Hopefully someone has experienced this problem B-4. I've just finished replacing the carb on my engine (it's on a Karcher pressure washer) and it started right up. However when the engine is at idle (washer hose not being activated) it surges up and down. I can see the throttle lever going back and forth. When I use the pressure washer wand it sounds fine and doesn't surge. Any ideas?

Thanks in advance,

Chris


----------



## 30yearTech

It's not unusual for this to happen on engines that do not have much flyweight on the engine to help smooth out the transition in speed at idle. I notice what you describe on many pressure washers, I would not be concerned much about this. If you want to make sure that the governor is properly adjusted.

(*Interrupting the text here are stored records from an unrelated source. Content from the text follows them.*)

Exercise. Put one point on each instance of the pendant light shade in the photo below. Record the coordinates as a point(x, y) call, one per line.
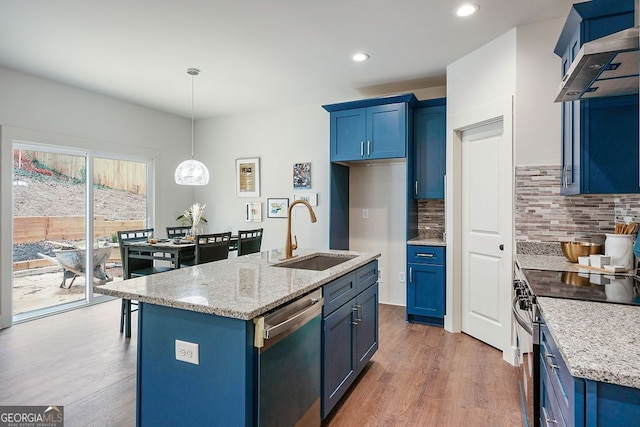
point(192, 172)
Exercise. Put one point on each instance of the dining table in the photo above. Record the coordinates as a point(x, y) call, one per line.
point(175, 252)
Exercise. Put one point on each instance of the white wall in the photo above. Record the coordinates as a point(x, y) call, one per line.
point(279, 138)
point(538, 127)
point(381, 190)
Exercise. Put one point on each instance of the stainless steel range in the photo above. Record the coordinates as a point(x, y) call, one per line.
point(585, 286)
point(527, 329)
point(531, 284)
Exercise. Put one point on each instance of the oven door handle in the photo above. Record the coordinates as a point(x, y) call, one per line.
point(522, 322)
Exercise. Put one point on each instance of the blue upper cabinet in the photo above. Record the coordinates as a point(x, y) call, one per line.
point(600, 152)
point(369, 129)
point(429, 160)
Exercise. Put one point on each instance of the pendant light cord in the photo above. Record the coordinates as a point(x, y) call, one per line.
point(192, 76)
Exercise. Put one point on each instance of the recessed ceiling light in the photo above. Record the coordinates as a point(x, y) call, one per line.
point(467, 9)
point(359, 57)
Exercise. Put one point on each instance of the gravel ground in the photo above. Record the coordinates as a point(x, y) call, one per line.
point(28, 251)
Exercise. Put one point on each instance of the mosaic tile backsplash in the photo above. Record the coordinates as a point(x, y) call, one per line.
point(431, 219)
point(543, 215)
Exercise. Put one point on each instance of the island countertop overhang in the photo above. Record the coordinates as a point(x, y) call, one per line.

Do a static adjustment and if the governor is to blame, this should take care of it.


----------



## rotti1968

30yearTech said:


> It's not unusual for this to happen on engines that do not have much flyweight on the engine to help smooth out the transition in speed at idle. I notice what you describe on many pressure washers, I would not be concerned much about this. If you want to make sure that the governor is properly adjusted. Do a static adjustment and if the governor is to blame, this should take care of it.



I also agree this is most common on pressure washers and would not loose sleep over it .


----------



## elcid89

*A few ideas*

If you just replaced the carb, did you also replace the gaskets? Those are fragile and if they begin to leak air, it will cause a surge problem. Assuming you got a new carb, gasket air leaks are probably your problem.


----------